8. The sample size for the training set:
Not applicable. This is not an AI/ML device that requires a training set.
9. How the ground truth for the training set was established:
Not applicable. This is not an AI/ML device that requires a training set.
In summary, this 510(k) submission for Nucleus.io is primarily based on demonstrating substantial equivalence to a predicate PACS system (Visage PACS/CS) by comparing functional features, particularly those supporting mammography diagnosis. It is not an submission for an AI/ML-driven diagnostic device, and therefore the traditional metrics and study designs (e.g., test sets, ground truth establishment, MRMC studies) typically associated with AI performance evaluation are not present in this documentation. The acceptance criteria are qualitative, focusing on feature parity and adherence to general medical device safety and performance standards.
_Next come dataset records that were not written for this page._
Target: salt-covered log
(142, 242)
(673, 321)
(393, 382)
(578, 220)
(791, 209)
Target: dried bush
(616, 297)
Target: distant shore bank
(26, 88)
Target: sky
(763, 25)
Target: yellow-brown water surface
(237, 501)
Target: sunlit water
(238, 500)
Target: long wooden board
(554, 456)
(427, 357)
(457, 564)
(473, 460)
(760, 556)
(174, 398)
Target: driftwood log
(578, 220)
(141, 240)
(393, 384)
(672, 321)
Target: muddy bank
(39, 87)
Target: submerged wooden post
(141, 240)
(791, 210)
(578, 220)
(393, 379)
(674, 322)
§ 892.2050 Medical image management and processing system.
(a)
Identification. A medical image management and processing system is a device that provides one or more capabilities relating to the review and digital processing of medical images for the purposes of interpretation by a trained practitioner of disease detection, diagnosis, or patient management. The software components may provide advanced or complex image processing functions for image manipulation, enhancement, or quantification that are intended for use in the interpretation and analysis of medical images. Advanced image manipulation functions may include image segmentation, multimodality image registration, or 3D visualization. Complex quantitative functions may include semi-automated measurements or time-series measurements.(b)
Classification. Class II (special controls; voluntary standards—Digital Imaging and Communications in Medicine (DICOM) Std., Joint Photographic Experts Group (JPEG) Std., Society of Motion Picture and Television Engineers (SMPTE) Test Pattern).